Assessing radiomic feature robustness using agreement over image perturbation

Radiomics can be used to generate a large magnitude of quantitative features from medical images that can be applied to various predictive tasks and treatment decisions. To ensure the generalizability of such methods, radiomic features need to be robust to variations in patient positioning and segmentation of regions of interest. Feature robustness is often determined through test-retest imaging, whereby the agreement of feature values from images acquired over a brief time interval is quantified to measure robustness. However, the scarcity of test-retest data is a significant limitation of such approaches, and there is a lack of consensus for alternative methods to determine feature robustness with single scans.
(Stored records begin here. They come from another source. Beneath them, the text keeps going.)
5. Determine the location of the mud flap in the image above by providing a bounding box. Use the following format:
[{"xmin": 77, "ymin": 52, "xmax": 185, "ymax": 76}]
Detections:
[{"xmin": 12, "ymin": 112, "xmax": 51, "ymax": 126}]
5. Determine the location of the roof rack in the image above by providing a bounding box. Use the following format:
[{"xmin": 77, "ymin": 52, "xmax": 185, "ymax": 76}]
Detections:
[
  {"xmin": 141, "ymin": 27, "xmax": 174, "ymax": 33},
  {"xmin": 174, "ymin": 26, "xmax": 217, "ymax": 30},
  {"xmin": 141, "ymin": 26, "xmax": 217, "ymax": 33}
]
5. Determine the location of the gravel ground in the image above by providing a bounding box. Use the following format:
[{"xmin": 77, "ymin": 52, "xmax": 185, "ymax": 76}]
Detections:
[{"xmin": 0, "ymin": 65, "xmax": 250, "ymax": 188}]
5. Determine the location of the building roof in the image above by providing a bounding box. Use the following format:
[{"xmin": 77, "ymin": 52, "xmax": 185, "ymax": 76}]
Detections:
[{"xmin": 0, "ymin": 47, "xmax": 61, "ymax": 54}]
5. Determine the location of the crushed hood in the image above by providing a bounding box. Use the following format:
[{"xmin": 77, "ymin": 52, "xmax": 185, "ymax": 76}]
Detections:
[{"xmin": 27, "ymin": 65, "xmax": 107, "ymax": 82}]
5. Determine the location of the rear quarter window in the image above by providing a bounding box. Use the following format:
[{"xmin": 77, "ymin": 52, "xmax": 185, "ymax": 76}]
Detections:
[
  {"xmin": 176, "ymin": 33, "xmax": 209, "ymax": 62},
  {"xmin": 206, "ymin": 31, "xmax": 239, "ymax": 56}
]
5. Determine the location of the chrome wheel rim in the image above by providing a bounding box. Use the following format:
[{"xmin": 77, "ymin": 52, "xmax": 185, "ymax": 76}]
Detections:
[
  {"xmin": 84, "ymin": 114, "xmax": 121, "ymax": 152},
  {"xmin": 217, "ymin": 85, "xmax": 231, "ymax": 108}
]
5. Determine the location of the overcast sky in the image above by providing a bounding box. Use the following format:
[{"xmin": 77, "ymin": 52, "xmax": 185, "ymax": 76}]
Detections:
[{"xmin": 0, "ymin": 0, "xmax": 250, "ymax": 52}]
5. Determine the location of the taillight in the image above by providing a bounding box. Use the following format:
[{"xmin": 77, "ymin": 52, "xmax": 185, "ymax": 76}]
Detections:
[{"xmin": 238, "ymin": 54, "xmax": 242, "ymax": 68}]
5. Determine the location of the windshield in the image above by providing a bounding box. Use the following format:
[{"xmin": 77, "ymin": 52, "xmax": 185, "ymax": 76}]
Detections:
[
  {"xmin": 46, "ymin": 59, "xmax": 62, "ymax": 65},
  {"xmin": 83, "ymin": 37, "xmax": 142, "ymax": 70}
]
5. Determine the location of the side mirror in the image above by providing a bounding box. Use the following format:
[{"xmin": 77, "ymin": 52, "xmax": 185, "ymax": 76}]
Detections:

Hence, this study evaluates the effectiveness of assessing feature robustness using various metrics to quantify the agreement of feature values before and after image perturbation. 1002 features were extracted from thoracic computed tomography scans of patients with pleural mesothelioma before and after perturbations, including rotation, erosion, dilation, and contour randomization, and five distinct metrics were used to assess feature agreement. Feature robustness was highly variable as quantified by various combinations of perturbations and metrics of agreement. The greatest stability in subsequent steps of the predictive pipeline including feature selection and classification was achieved using the concordance and intraclass correlation coefficients with chained perturbations of image rotation, contour erosion or dilation, and contour randomization. These findings suggest that the choice of image perturbations and metrics of agreement have non-negligible consequences on feature robustness estimates and the success of downstream predictive tasks, warranting careful consideration in experimental design.